“A company is only ever as good as its employees.”
When it comes to expanding your work-force, the decisions you make and the practices you follow are crucial to the future growth and success of your business, especially if you’re an SME. Recruitment costs valuable time and money, two things which the majority of small business owners simply can’t afford to waste.
Hiring the wrong person for the job can have disastrous consequences for your team’s overall morale, hinder the rate at which you achieve company goals and cause a low employee retention rate. In fact, according to talent and recruitment expert Stefanie Stanislawski ‘globally, one third of all new hires quit their jobs after only 6 months’.
But with the right hiring practices in place, all of these problems can be avoided. In this article, we’ve consolidated 3 of the best recruitment strategies adopted by successful entrepreneurs, so that you too can source great employees and build a thriving business.
1. Advertising Job Vacancies – Get Creative
Having to compete with big businesses to acquire the most talented individuals can be difficult. In order to combat this, small businesses must get creative with how they source candidates. In this video, Brendan Browne, Vice President of Talent Acquisition at LinkedIn and Abby Hamilton, Vice President of People Development at LiveIntent, offer several inside tips on how small businesses can get creative with their recruitment process in order to compete with big businesses for the very best talent:
Write Job Descriptions That Are Enticing, Not Prescriptive.
An effective job description shouldn’t just be a long list of requirements. In order to get the best talent, think about how you can excite a candidate to join your company:
- Highlight the opportunity for career progression
- Outline the long-term company vision and goals
- Emphasise all of your business’ successes to date
- Don’t shy away from using a more casual and welcoming tone where appropriate.
Optimise How You Advertise
Take advantage of all the job advertising platforms available to you. Sure, you should advertise your jobs on the obvious Indeed, LinkedIn and Glassdoor, but don’t overlook the scope of your business’ own social media accounts. Posting job ads directly from your brand’s Twitter, Instagram, and Facebook accounts will expand your reach. Better still, advertising in this way will attract candidates that are already engaged with and interested in your business.

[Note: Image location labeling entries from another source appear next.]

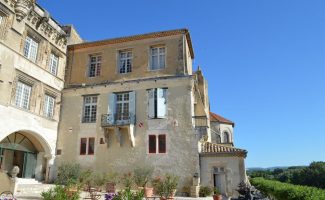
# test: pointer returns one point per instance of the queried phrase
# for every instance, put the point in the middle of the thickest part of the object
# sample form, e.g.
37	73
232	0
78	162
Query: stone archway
28	151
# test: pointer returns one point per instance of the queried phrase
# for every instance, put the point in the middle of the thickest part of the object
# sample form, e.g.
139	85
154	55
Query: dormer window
30	48
95	65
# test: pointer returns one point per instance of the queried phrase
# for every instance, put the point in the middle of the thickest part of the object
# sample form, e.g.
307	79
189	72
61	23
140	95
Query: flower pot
110	187
148	192
217	197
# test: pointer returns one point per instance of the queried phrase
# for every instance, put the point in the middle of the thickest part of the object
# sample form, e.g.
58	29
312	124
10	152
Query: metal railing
117	119
200	121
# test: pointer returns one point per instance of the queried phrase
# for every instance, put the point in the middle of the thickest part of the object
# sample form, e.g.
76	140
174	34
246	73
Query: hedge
286	191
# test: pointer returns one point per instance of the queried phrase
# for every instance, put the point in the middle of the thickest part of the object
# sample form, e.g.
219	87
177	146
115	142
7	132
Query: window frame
47	106
87	146
159	61
20	103
92	105
97	65
157	143
27	49
51	61
126	59
156	104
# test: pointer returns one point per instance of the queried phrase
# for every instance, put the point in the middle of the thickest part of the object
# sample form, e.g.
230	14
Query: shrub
205	191
68	174
286	191
165	187
59	193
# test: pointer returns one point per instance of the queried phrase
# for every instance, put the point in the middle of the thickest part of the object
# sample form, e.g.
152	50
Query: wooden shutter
161	103
132	104
151	103
111	108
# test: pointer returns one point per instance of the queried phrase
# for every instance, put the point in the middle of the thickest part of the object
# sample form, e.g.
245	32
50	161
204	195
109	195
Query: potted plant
111	181
142	176
216	194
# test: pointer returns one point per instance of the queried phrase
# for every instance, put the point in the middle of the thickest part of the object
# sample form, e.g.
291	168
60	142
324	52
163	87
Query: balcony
119	119
200	121
118	124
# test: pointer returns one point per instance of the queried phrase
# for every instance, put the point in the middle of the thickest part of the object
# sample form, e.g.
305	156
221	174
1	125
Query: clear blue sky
264	60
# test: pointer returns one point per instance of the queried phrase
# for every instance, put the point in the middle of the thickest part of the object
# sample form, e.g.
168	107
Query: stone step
32	189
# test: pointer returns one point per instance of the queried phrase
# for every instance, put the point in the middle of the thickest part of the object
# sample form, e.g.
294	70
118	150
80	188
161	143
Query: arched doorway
22	149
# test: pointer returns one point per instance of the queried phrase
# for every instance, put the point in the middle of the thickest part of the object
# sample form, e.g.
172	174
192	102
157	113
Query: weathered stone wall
181	158
234	171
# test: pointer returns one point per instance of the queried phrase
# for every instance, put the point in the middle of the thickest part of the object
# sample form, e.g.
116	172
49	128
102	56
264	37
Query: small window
91	146
23	93
48	110
125	63
152	144
226	137
157	58
154	140
30	48
90	109
162	143
87	146
53	64
95	65
157	103
83	146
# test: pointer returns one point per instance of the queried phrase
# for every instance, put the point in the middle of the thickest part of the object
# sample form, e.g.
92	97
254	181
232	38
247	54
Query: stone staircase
30	189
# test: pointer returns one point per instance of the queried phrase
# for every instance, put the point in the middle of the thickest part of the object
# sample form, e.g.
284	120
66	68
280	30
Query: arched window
225	138
218	138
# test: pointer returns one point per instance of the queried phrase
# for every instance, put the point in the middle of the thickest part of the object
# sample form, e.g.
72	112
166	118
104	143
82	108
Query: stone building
134	102
32	67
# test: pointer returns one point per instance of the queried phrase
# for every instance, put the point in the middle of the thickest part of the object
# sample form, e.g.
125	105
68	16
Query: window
160	140
125	64
157	58
226	137
122	106
48	110
83	146
90	109
87	146
53	65
157	103
95	65
30	49
23	92
152	144
91	146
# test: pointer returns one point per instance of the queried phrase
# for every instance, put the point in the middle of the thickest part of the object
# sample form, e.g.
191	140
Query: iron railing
118	119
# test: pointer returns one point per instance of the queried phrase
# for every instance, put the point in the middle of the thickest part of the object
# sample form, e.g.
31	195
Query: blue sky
264	61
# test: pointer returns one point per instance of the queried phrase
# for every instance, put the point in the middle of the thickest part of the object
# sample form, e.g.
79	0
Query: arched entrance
24	150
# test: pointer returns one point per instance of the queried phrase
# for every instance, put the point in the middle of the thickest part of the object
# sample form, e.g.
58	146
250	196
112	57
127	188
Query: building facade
136	102
32	67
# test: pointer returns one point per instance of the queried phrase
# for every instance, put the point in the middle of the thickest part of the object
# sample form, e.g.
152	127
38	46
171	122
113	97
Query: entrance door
30	160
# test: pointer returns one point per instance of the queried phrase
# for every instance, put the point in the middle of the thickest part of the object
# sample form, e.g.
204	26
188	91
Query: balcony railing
200	121
117	119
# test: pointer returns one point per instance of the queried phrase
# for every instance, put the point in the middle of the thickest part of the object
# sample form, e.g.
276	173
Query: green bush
59	193
68	174
205	191
286	191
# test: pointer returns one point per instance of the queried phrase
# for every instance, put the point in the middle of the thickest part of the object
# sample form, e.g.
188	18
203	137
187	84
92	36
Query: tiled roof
213	148
137	37
217	118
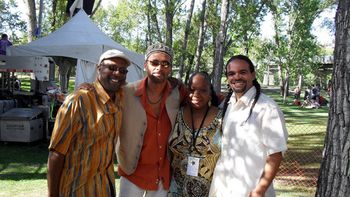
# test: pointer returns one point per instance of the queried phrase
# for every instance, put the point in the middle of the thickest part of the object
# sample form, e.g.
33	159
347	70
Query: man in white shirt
254	136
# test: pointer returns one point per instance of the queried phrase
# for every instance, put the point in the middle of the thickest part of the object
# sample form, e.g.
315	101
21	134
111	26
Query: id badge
192	166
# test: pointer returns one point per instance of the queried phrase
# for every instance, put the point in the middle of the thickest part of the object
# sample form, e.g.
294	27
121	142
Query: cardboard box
21	130
21	125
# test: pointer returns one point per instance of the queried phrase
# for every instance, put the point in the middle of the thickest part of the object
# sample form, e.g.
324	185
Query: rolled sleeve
275	134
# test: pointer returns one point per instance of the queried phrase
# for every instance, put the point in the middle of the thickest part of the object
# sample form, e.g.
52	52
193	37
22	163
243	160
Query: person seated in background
297	92
195	142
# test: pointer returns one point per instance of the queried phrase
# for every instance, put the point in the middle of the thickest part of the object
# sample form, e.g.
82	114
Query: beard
157	80
239	86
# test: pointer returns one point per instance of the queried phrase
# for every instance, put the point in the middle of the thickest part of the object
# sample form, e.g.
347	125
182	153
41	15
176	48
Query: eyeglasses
115	67
164	64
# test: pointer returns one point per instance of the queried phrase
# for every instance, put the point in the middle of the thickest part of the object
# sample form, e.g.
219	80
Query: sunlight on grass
23	166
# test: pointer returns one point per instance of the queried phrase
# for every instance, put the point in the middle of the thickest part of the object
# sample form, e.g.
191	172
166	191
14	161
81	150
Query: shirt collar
246	98
103	95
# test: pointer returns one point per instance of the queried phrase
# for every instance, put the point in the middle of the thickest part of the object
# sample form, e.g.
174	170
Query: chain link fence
299	169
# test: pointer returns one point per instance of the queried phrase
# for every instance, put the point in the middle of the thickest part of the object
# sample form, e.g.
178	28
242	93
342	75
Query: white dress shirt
246	143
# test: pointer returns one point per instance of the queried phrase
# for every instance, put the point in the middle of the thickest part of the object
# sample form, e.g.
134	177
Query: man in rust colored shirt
150	108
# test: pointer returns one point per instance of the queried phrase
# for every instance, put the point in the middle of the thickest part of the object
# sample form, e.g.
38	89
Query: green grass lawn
23	166
306	132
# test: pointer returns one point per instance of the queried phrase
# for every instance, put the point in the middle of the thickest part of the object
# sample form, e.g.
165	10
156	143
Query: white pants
128	189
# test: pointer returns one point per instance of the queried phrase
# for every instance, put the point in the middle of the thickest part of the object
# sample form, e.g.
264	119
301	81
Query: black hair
214	97
255	83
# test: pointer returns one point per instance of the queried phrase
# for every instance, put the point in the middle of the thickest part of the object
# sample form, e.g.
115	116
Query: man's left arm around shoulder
272	164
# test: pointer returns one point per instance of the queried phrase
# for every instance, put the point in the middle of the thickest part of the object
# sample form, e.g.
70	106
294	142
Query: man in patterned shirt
87	126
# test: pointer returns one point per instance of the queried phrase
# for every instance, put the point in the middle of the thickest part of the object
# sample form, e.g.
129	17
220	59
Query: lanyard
196	133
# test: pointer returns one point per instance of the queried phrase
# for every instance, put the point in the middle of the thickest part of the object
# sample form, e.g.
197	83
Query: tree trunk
184	44
200	41
219	47
334	173
31	19
149	32
169	14
286	86
155	20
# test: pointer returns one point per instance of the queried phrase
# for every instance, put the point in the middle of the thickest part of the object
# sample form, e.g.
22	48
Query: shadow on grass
21	161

Your own employees are also great sources for discovering new talent. Ask your current workforce if they know anyone who would be suitable for the role, or if they have any suggestions on how to find talented individuals. If you can get your existing team thinking like talent scouts you can avoid having to invest so heavily in recruitment.
2. Reviewing CVs – Be Mindful of Diversity
Interestingly, businesses that focus on employing a diverse range of employees are proven to be more successful than those that don’t. According to DiversityInc, a study of their top 50 companies for diversity outperformed others by 25 percent. So, in order for your business to reach it's full potential, you need to invest in building a diverse team.
In the following video Regina Hartley, Head of Recruitment at UPS, expands on this point, explaining how the best employees don’t always look the best on paper. And she may well have a point! Several of the world’s most successful entrepreneurs and business leaders don’t exactly have glistening educational backgrounds. Think Richard Branson, Lord Alan Sugar and Deborah Meaden, to name just a few. As Hartley summarises:
"Getting into and graduating from an elite university takes a lot of hard-work and sacrifice, but if your whole life has been engineered towards success how will you handle the tough times?"
Hiring someone who has had a less than easy life might just be the person that your team is missing. Persistence in the face of adversity shows ambition, courage and an ability to solve and overcome problems - all qualities which are extremely desirable in an employee. When you next come to review CVs and invite candidates to interview, consider interviewing those who might not look that great on paper – they might surprise you!
3. Interview Stage - Value Passion Over Skill
When it comes to interview anyone can list off their achievements to date and explain why they’re good for the job. The key question is; are they actually passionate about what they do? You will always get more out of an employee who enjoys their job, than one who does not.
In this video, Mark Zuckerberg CEO and co-founder of Facebook, shares his secret to hiring the best employees:
"People can be really smart or have skills that are directly applicable, but if they don’t really believe in it, they’re not going to work hard and they’re not going to care enough to develop their experience to succeed"
It would seem that passion is certainly more profitable than skill and experience, so you need to adapt your interview style to reveal if someone really is enthusiastic about the role. For example, if you’re looking to hire content creators ask them:
Do you create content in your spare time? Do you have a blog? How often do you write?
Asking questions of this sort should provide you with the answers you need to gauge whether someone is honestly and truly excited by the role, or whether they’re just looking for whatever job comes their way.
When you invest in an employee, you also invest in your business’ future, so make sure you give your recruitment strategy the due care and consideration it requires. If you can fine-tune how you select employees using the industry insights discussed, you should be able to build a profitable team and successful business.